Trump's boast he 'slowed down' COVID-19 testing matches what state health officials were seeing: report
President Donald Trump at a campaign rally in Tulsa (screengrab)

According to a report from the Daily Beast, two officials working Donald Trump's administration said the president's claim he wanted COVID-19 testing in the U.S. to be slowed down matched up with what they witnessed while working on the White House task force.

As one state health official who worked with the White House confessed, "I always feared this was what was happening.”

“You know testing is a double-edged sword,” Trump said at the sparsely-attended event in Tulsa. “When you do testing to that extent, you’re going to find more people. You’re going to find more cases. So I said to my people, ‘Slow the testing down, please.'”

As the Beast report notes, "But two officials working on the coronavirus response within the Trump administration, as well as state officials and experts in emergency response, told The Daily Beast that they did not take the president’s remarks lightly.

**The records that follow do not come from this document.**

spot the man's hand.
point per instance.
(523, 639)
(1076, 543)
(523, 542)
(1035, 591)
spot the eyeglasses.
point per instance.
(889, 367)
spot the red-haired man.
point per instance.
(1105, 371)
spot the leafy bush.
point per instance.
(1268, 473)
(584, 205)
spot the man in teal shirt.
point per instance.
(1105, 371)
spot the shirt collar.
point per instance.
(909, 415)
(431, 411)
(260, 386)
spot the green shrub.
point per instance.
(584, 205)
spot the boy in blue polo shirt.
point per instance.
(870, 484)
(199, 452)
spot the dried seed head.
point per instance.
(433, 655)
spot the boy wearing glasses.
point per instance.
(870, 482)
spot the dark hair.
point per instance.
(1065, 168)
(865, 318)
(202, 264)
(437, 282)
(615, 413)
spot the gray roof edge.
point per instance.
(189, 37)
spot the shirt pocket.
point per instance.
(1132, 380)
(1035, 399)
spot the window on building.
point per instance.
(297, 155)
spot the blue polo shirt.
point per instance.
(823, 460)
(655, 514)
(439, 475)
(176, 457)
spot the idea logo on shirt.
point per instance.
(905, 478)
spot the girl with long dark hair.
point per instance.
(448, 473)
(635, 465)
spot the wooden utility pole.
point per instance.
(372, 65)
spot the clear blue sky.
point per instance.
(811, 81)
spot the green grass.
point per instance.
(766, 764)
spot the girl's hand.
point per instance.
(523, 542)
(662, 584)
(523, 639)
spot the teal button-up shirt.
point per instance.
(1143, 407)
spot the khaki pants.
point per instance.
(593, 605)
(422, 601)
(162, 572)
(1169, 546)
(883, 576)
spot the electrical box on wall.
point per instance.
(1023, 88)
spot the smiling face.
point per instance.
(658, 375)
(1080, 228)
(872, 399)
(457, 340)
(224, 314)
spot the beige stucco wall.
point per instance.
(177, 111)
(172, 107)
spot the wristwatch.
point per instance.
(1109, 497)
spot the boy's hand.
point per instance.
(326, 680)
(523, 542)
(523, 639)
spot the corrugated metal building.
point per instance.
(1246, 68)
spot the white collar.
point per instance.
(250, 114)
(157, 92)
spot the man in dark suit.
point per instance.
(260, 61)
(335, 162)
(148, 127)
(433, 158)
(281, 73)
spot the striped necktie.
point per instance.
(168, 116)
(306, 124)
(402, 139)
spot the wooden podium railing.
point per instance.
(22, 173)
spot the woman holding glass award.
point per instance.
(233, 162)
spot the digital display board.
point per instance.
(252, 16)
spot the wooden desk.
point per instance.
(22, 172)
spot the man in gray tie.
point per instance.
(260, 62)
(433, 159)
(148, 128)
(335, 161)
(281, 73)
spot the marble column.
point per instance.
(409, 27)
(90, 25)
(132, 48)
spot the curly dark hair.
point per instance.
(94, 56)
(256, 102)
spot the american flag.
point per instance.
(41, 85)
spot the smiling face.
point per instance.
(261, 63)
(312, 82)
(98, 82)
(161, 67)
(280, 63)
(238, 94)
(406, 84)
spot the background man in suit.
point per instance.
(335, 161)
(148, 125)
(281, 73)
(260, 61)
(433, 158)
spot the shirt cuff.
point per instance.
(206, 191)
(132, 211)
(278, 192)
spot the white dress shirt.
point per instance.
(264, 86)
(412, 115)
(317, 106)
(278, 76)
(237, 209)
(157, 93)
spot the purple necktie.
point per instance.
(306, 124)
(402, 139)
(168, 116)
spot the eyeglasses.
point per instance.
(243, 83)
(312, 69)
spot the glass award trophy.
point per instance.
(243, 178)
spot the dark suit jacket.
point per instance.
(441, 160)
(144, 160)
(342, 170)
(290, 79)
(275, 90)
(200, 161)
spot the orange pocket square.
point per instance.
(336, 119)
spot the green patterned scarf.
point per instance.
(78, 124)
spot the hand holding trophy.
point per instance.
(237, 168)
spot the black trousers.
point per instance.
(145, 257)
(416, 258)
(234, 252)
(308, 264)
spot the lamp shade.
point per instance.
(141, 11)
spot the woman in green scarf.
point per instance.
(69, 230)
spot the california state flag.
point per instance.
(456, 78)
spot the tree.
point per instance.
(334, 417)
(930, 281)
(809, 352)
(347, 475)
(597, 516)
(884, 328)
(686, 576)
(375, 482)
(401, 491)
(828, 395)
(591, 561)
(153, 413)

Whether facetious or not, they argued, the casual indifference Trump displayed towards testing at his Tulsa rally only reaffirmed that his administration was not prepared when the pandemic response hit—and may still not be."

The one official who admitted their worst fears were confirmed by the president's words, added, "... his speech last night really made it seem like maybe this is the reason why they were slow to get us the resources we needed to do the testing.”

Writing that the president's latest claim -- which the administration tried to walk back as the president joking -- has "ignited new fears" among health officials, the Beats's Erin Banco added, "For more than a month, state and local officials called on the federal government to help with testing resources so they could better understand the scale of the virus outbreak in their communities. The testing plan put in place by Trump adviser and son-in-law Jared Kushner had fallen short of expectations and governors called out the administration for failing to quickly create a system whereby states could procure test kits and administer them to residents with symptoms. Some municipalities were left waiting so long for help that local officials were forced to settle for contracts with local labs with limited testing capacity. While testing numbers have ramped up in recent weeks and months, some officials say it’s too late."

According to Juliette Kayyem, a former assistant secretary of the Department of Homeland Security, Trump's comment was not a joke and fell completely in line with weeks of comments from the president.

“The quote last night was the natural progression of what he’s been saying publicly for a while: If you don’t test then there’s not a problem,” Kayyem explained. “You don’t have to search very hard to know Trump has been a testing skeptic and last night he just said the quiet part out loud.”